横浜ゴムは6月11日、ハイパフォーマンス・スポーティー・タイヤの新商品「ADVAN FLEVA V701」の試乗会を日本自動車研究所城里テストセンターで実施した。「FLEVA」は「ADVAN Sport V105」をベースに開発を行い、操縦安定性、静粛性にも考慮したスポーティー・タイヤだ。今年からワンメイクタイヤを提供しているスーパーフォーミュラで培った技術が採用されている。
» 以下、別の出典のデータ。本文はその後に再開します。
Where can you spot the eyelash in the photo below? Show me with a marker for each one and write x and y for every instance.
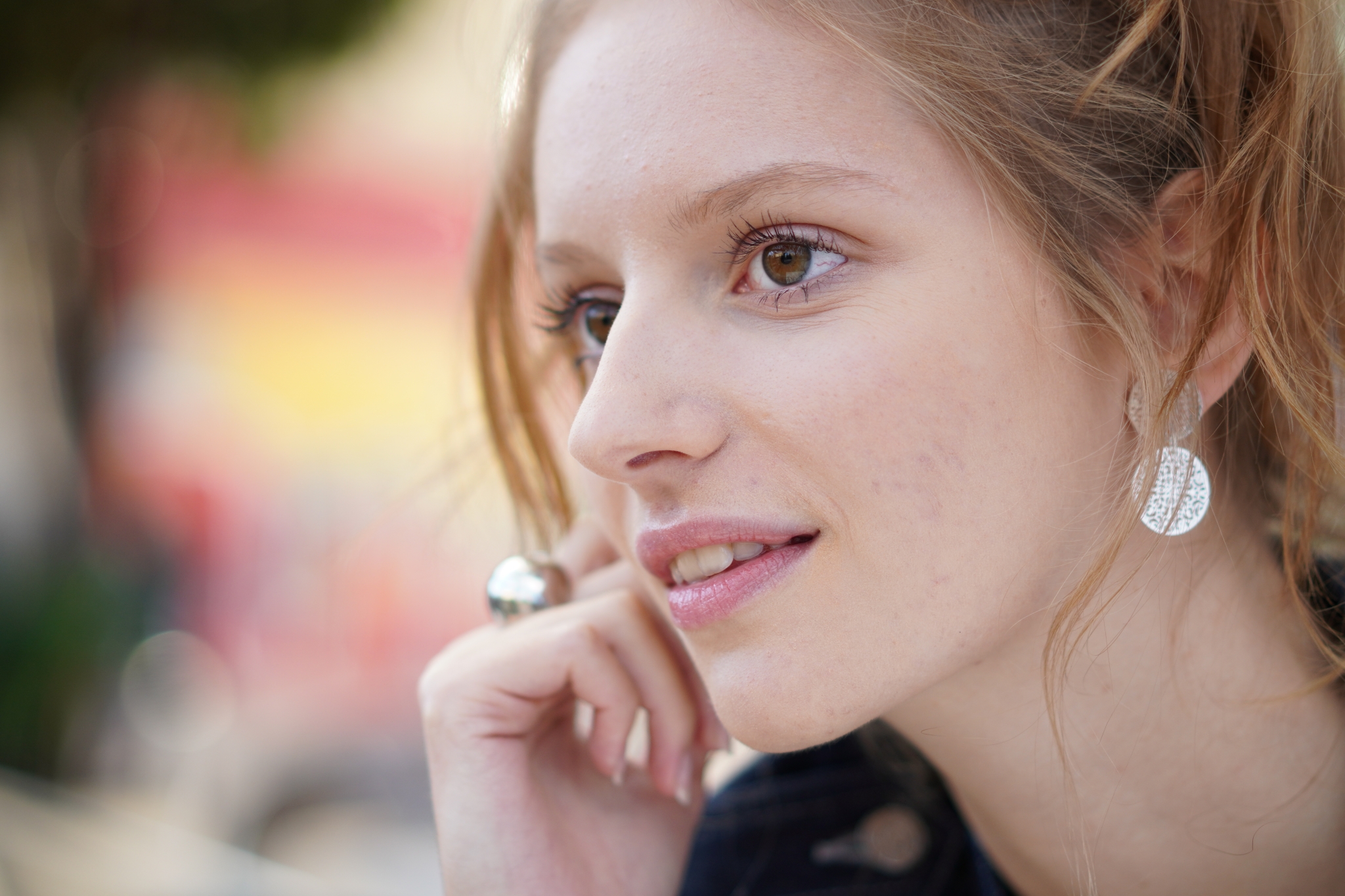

スポーツタイヤでありながら、ラベリング制度で転がり抵抗「A~B」、ウェットグリップ「a」の評価を持つエコタイヤでもあり、街乗りやワインディングロード、高速道路などで「楽しいハンドリングで、走る歓びを提供する」というテーマとともに、ADVANシリーズの新機軸として投入される。
高いウェット性能に爽快感と静粛性を
走行するとまず、その静粛性に驚かされる。今回、外周路と高速周回路で使用したタイヤは約8000kmの走行に相当する摩耗をしていたが、非常に静かだった。
比較対象となった「S.drive」は、摩耗したスポーツタイヤに特有のロードノイズが目立ち始めていたが、「FLEVA」は言われるまで新品と間違うほどの静粛性を維持していた。
シリーズの中では高い静粛性を持つ「ADVAN db」と比較すると多少ノイズを感じるが、それでもスポーツタイヤとは思えないほど。低速から高速まで耳につく音もなく、パターンノイズもほぼ気にならないレベルに抑えられている。
これは今回採用された「非貫通パターン」による。通常、スポーツタイヤは摩耗が進むとノイズが目立ち始める。このノイズを抑えるため、「FLEVA」はパターンの横溝を非貫通形状にしている。これによって、高い排水性能とウェット性能を維持しながら、ヒール&トゥー摩耗を抑え、徐々に悪化するタイヤノイズを抑制しているという。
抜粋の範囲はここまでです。